More recently, large randomized controlled trials have been performed successfully with interferon beta-1a, interferon beta-1b, and glatiramer acetate.8,9,10,11 These substances should be seen as immune modulators rather than immune suppressors. The trials have led to the regulatory approval of 4 agents—Avonex, Biogen, United States; Betaseron, Berlex, United States (Betaferon, Schering, Germany); Copaxone, Teva, Israel; and Rebif, Serono, Switzerland—for reducing the severity and frequency of relapses (table).

Interferon beta

Currently 2 forms of recombinant interferon beta, interferon beta-1a and interferon beta-1b, have been approved by US and European regulatory authorities for the treatment of relapsing-remitting multiple sclerosis. Interferon beta-1a (Avonex, Rebif) is a glycosylated, recombinant product from mammalian cells, with an amino acid sequence identical to that of natural interferon beta. Interferon beta-1b (Betaseron [Betaferon]) is a nonglycosylated recombinant product from bacterial cells in which serine is substituted for cysteine at position 17.,

Table 2.

Clinical results of lagre randomized trials

Trial Agent Drug name Disease type Primary outcome Result on primary outcome
Jacobs et al, 19988,16 Interferon beta-1a Avonex Relapsing-remitting Time to confirmed progression Positive
Interferon beta-1a Avonex Secondary progressive Time to confirmed progression Trial still ongoing
Interferon beta-1a Avonex After 1st attack Time to 2nd attack Positive
Interferon beta-1a Avonex Primary progressive Time to confirmed progression Presented as negative; not yet published
PRISMS Study Group, 19989 Interferon beta-1a Rebif Relapsing-remitting Relapse rate Positive
SPECTRIMS study* Interferon beta-1a Rebif Secondary progressive Time to confirmed progression Presented as negative
Comi et al, 199515 Interferon beta-1a Rebif After 1st attack Time to 2nd attack Presented as positive; not yet published
INFB Multiple Sclerosis Study Group, 1993 Interferon beta-1b Betaseron Relapsing-remitting Relapse rate Positive
European Study Group, 199820 Interferon beta-1b Betaseron Secondary progressive Time to confirmed progression Positive
Interferon beta-1b Betaseron Secondary progressive Time to confirmed progression Presented as negative; not yet published
Johnson et al, 199511 Glatiramer acetate Copaxone Relapsing-remitting Relapse rate Positive
*

Abstract only; not yet published.

All 3 drugs have been studied in large double-blind placebo-controlled randomized clinical trials.8,9,10 Inclusion in these studies was restricted to patients with clinically active disease in the years before entry to the study (2 exacerbations in for Betaseron and Rebif; 2 in 2 years for Avonex) who had mild to moderate disability and essentially were fully ambulatory (expanded disability status scale, 0-5.5 for Betaseron; 0-5 for Rebif; and 1.35 for Avonex).
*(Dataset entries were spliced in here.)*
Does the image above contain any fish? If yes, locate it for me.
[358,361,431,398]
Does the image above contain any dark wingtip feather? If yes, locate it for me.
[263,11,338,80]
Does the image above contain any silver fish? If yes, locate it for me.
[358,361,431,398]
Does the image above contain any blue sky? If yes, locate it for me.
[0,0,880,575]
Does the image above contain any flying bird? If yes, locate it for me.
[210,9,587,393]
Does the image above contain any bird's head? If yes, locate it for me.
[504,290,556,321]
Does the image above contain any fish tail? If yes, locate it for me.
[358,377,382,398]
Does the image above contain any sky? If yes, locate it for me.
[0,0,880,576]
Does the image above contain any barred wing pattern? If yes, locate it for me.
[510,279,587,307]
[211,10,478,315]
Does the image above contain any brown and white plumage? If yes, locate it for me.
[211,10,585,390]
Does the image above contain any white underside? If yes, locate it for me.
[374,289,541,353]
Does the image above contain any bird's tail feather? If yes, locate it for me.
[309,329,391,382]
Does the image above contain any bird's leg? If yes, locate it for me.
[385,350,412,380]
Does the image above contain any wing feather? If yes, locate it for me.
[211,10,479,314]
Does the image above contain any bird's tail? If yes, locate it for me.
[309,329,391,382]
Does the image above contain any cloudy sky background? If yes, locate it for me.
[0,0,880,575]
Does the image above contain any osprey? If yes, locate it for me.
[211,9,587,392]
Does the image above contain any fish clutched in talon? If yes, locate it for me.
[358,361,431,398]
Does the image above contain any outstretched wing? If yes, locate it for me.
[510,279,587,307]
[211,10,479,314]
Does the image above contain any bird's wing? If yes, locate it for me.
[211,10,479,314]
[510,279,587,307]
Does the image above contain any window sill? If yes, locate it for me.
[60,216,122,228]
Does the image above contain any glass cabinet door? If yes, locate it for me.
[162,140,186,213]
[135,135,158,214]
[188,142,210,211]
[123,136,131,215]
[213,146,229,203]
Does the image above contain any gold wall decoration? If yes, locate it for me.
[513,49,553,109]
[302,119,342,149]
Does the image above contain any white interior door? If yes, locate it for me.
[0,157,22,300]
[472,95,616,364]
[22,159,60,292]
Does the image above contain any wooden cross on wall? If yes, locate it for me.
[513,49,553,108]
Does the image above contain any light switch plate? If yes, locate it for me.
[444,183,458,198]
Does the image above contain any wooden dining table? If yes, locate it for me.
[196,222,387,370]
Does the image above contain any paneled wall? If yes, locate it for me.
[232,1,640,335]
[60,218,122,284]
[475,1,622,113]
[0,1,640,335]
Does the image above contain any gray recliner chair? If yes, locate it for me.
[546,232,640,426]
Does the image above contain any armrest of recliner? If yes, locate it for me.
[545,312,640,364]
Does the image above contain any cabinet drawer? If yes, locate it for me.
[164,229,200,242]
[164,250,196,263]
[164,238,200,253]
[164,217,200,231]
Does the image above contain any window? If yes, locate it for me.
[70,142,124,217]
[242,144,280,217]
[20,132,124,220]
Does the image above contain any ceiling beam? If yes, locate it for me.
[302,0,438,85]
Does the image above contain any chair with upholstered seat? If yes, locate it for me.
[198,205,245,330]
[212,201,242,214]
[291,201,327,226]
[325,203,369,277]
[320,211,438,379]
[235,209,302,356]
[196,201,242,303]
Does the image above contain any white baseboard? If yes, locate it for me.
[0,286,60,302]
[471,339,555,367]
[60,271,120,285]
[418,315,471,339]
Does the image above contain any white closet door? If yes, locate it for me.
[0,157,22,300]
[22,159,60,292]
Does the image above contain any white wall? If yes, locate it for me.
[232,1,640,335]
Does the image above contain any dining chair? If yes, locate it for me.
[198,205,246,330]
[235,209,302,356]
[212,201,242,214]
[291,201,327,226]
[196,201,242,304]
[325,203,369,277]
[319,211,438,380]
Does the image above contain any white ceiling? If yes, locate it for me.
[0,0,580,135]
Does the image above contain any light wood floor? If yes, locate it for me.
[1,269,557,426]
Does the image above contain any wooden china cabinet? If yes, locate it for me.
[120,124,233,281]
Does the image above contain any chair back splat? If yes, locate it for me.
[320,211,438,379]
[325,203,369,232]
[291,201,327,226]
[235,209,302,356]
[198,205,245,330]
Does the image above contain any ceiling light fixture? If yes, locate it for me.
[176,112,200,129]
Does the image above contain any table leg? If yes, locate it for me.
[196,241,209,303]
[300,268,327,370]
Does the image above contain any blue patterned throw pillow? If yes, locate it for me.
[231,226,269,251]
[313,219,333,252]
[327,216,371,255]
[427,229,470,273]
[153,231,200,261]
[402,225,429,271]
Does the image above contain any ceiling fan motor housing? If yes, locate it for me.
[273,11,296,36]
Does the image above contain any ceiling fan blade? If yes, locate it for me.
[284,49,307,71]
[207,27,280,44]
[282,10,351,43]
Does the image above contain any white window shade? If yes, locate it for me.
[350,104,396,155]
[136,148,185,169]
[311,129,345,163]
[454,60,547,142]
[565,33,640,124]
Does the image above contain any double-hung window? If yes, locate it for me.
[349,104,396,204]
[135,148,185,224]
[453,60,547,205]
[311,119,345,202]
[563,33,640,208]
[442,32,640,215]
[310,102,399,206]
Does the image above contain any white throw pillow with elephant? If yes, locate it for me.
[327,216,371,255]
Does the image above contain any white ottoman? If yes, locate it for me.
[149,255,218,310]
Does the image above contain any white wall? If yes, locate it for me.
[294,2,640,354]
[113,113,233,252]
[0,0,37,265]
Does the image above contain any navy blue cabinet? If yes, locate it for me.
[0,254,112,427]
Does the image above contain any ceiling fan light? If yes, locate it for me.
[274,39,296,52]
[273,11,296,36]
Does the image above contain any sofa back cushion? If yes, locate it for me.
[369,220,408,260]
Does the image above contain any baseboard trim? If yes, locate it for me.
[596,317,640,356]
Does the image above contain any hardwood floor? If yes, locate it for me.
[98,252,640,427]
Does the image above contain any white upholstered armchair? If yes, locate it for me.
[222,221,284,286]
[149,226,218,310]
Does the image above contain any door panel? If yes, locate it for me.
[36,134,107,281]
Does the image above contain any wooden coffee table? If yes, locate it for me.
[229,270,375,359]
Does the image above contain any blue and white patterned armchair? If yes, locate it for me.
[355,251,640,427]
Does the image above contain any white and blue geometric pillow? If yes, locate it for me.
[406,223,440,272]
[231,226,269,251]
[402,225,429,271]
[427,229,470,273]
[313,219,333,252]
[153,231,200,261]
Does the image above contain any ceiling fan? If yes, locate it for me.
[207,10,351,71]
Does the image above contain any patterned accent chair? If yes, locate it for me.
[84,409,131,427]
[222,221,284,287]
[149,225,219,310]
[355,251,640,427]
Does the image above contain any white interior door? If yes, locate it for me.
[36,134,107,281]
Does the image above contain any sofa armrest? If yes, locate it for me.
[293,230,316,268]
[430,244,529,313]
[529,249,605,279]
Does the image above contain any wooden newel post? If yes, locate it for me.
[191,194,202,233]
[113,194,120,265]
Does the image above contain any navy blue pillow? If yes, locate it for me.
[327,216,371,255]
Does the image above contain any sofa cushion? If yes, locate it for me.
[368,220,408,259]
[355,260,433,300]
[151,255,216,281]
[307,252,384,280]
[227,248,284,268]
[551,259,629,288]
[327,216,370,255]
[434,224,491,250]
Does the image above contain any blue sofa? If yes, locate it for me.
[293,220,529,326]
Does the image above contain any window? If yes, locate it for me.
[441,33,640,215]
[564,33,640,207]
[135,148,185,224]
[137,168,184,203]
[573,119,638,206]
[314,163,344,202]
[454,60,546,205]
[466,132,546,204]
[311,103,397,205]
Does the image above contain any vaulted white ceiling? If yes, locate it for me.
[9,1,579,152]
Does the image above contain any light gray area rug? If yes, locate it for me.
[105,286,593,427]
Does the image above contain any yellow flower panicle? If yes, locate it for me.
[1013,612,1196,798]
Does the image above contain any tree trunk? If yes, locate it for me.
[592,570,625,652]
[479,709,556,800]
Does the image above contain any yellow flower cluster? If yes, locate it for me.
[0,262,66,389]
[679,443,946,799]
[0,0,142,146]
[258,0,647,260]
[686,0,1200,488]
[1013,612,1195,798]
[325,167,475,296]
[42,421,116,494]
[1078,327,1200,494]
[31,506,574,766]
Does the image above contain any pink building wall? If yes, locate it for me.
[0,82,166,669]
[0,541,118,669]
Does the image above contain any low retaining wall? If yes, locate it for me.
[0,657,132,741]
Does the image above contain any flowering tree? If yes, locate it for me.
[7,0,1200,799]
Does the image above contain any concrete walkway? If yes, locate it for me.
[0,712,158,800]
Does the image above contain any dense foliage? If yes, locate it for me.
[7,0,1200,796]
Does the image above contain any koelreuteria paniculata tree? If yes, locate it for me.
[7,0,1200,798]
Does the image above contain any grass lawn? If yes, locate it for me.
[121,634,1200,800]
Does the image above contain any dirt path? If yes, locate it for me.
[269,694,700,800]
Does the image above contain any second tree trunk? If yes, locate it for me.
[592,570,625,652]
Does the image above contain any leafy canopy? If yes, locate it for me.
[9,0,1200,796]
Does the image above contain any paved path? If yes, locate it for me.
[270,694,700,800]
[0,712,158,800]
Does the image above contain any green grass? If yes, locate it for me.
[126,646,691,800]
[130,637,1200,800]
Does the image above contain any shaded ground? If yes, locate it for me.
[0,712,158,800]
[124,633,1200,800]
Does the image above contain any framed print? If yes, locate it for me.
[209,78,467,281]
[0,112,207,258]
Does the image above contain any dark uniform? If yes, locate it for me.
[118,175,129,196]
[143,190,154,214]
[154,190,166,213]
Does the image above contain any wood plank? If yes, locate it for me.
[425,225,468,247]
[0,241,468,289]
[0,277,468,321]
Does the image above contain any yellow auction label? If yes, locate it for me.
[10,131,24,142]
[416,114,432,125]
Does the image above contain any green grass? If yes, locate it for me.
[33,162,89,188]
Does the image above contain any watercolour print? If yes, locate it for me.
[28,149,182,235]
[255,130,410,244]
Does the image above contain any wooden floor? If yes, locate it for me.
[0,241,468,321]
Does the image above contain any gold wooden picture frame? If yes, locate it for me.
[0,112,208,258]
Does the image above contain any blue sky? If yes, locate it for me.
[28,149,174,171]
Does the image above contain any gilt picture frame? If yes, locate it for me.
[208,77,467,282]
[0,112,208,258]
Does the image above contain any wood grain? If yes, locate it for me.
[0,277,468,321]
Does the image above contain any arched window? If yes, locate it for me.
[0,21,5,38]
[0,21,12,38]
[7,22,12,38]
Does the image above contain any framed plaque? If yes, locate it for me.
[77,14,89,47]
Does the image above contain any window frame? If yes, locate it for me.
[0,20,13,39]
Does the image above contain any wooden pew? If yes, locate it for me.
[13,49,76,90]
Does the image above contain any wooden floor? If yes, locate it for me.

The most prominent clinical result of all trials was a clear reduction in both frequency (by about a third) and severity of exacerbations. These observations with regard to treatment effect were supported by convincing findings on MRI both as a reduction of active lesions and as a positive effect on total lesion load in the brain.12,13,14 Because of the robustness of the evidence, most experts consider interferon beta as first-choice treatment in patients with relapsing-remitting multiple sclerosis. Many issues related to treatment beta however, remain unresolved (box).

Table 3.
Unresolved issues in treatment with interferon beta
  • Optimal moment of initiation of treatment

  • Optimal dose, frequency, and route of administration

  • Long-term effects of treatment

  • When to stop treatment

  • Occurrence and relevance of neutralizing antibodies

  • Mechanism of action

  • Cost utility

When to start and stop interferon beta

In individual patients, decisions on the initiation of treatment should be based on the course of the disease, but about 10% to 20% of patients have relatively benign disease, so they may not require disease-modifying treatment. Treatment should not be postponed until after persistent neurologic deficits have occurred because interferon beta does not reverse fixed deficits. Disease-modifying treatment should be considered early in the course of disease for patients with an unfavorable prognosis, but the rate and pattern of progression of disease cannot be reliably predicted at initial assessment. Whether long-term treatment should start at the time of the first attack, which seems to be sensible for preventive therapy, was addressed in 2 placebo-controlled studies.15,16 These studies showed that low-dose interferon beta-1a reduces the likelihood of a second episode in the 2 or 3 years following a first episode suggestive of multiple sclerosis in patients who have prognostically unfavorable findings on MRI.

Most guidelines concerning treatment with interferon beta in relapsing-remitting multiple sclerosis are based on the inclusion criteria that have been used in the placebo-controlled trials mentioned above. Patients with definite relapsing-remitting disease who have had at least 2 relapses in the past 2 or 3 years and who are still able to walk without support for at least 100 m are considered eligible for treatment. It is extremely important that before these long-term treatments are implemented, counseling about realistic objectives, both regarding efficacy and side effects, takes place because overly optimistic expectations may complicate treatment.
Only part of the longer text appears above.